Is there a way to train the network to emphasize on features? Should I pre-process the data? right now my training input is RGB image and a binary mask with white for object of interest (person) and black for the rest of the image.

jakeret commented 6 years ago

deformable objects like people

interesting... ;-)

As so often in ML there is no definite solution to a problem. Which means you will have to experiment a bit. One thing that might be worth investigating is to transform your RGB data into HSV color space as this tends to work better for computer vision task. Maybe you could even try to use gray scale images

anilmaddala commented 6 years ago

I tried with with different YUV, HSV and grayscale color formats along with color augmentation. The nnetwork still seems to be looking for the shade of color rather than the features. Any thing else I can try?

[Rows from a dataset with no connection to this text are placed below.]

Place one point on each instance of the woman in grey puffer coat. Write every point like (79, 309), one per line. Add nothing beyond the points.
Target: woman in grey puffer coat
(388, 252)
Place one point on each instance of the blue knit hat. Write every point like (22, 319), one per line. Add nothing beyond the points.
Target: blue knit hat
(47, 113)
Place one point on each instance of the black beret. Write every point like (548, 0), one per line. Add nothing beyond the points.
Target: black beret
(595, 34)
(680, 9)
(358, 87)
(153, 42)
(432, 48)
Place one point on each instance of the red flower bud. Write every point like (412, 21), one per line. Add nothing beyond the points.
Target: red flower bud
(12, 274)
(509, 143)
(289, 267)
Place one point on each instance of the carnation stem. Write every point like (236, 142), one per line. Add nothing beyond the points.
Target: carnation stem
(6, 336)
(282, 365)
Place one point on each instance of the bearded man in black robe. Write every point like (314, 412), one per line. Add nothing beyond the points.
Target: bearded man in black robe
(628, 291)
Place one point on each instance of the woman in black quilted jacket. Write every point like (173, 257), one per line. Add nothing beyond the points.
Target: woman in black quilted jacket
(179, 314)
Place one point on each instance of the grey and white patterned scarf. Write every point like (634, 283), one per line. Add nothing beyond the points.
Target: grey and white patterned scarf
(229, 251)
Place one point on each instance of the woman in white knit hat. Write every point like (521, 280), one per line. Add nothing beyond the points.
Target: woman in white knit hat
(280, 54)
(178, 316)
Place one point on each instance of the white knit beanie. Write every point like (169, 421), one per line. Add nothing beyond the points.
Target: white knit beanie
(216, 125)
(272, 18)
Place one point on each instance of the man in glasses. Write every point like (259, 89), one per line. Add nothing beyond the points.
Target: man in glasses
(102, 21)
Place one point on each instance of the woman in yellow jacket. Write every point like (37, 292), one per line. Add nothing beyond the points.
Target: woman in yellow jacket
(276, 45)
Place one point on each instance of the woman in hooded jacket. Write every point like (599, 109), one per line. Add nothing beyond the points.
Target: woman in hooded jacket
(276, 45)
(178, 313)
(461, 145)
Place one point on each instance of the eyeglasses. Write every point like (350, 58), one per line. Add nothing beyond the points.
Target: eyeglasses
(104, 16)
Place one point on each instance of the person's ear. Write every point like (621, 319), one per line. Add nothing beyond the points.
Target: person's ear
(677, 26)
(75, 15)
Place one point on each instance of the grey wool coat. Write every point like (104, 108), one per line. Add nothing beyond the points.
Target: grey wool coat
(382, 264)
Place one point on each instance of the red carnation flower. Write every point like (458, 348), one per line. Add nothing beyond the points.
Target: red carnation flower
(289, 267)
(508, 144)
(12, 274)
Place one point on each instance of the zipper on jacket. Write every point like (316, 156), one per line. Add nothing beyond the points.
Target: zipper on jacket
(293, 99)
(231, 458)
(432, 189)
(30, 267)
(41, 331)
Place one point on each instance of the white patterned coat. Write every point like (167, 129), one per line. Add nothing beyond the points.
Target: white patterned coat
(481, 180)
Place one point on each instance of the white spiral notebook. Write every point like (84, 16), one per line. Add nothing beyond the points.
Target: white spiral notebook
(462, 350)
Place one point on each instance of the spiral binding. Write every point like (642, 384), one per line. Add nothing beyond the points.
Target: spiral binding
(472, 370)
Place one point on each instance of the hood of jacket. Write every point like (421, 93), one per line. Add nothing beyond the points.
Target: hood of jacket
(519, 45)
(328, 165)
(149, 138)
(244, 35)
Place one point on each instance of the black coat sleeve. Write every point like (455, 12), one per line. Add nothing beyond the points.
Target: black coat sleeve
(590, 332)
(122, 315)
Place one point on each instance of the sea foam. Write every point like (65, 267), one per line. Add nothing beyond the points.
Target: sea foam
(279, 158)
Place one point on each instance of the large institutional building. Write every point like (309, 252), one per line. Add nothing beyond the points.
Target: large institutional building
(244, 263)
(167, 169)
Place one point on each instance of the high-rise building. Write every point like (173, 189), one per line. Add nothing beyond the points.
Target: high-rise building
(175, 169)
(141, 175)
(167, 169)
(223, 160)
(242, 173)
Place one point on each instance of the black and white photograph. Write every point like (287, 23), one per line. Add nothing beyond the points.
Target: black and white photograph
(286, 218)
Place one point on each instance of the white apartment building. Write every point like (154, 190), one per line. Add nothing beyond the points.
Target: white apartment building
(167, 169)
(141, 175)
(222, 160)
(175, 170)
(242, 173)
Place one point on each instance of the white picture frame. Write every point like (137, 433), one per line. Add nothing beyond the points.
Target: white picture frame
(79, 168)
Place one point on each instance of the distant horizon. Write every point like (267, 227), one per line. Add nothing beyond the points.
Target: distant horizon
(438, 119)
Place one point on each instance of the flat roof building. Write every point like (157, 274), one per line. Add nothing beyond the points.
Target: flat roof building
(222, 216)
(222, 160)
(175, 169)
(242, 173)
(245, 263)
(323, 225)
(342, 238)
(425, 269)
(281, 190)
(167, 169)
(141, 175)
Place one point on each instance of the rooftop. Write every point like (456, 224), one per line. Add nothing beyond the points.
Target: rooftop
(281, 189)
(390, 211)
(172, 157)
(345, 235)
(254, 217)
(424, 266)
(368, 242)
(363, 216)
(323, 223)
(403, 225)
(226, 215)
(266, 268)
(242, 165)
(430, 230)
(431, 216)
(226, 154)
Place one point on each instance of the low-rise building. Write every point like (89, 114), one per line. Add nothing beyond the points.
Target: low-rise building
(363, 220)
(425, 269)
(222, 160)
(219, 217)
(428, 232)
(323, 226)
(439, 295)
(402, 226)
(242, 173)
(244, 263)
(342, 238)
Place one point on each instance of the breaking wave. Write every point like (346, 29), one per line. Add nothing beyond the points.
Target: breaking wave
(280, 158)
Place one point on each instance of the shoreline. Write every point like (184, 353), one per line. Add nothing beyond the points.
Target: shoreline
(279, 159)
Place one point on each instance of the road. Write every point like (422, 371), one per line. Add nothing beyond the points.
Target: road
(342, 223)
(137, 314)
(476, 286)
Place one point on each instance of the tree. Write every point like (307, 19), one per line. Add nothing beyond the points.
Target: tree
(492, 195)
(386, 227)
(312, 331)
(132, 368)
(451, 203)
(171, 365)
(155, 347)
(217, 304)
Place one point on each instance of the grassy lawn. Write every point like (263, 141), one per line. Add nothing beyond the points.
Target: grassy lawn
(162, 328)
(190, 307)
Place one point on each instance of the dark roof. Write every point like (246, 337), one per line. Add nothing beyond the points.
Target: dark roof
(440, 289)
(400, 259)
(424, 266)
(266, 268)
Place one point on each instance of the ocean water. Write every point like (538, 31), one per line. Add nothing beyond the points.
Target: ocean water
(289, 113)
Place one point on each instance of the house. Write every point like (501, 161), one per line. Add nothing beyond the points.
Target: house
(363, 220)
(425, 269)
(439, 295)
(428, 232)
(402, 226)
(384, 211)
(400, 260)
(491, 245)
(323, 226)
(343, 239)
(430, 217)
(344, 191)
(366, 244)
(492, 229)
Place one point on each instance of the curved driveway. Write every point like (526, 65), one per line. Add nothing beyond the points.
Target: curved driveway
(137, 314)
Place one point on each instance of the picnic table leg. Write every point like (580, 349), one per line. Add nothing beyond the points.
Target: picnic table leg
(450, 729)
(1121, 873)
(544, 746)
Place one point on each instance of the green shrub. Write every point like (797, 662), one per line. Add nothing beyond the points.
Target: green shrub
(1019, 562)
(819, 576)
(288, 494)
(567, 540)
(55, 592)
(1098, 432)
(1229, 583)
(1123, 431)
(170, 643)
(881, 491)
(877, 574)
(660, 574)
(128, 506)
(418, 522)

creatist commented 5 years ago

image This question can be found in toy_problem, look the picture above. I think color and brightness are main primary features , texture is one of superior feature. If the network can not distinguish similar color , try do some data augment on those images may be help. If it not works, you can try to increase the filter number or network layer.

wkeithvan commented 5 years ago

My knee jerk response is this sounds like a data issue. Assuming you can get the UNet to work on something like the toy problem, your problem one of the following:

Another idea is to use a pre-trained network that already works on people. I have been messing around with Mask RCNN and have used pre-trained weights since they work quite well. Here is a great YouTube tutorial on setting it up on your end and here is the GitHub repository with all the code. It took me only like an hour to get everything running on my laptop and working with my own personal photos and is really good at detecting people. If you need more categories that the repo provides, consider using transfer learning techniques so you only have to do a little bit of training on the final layers and not start from scratch!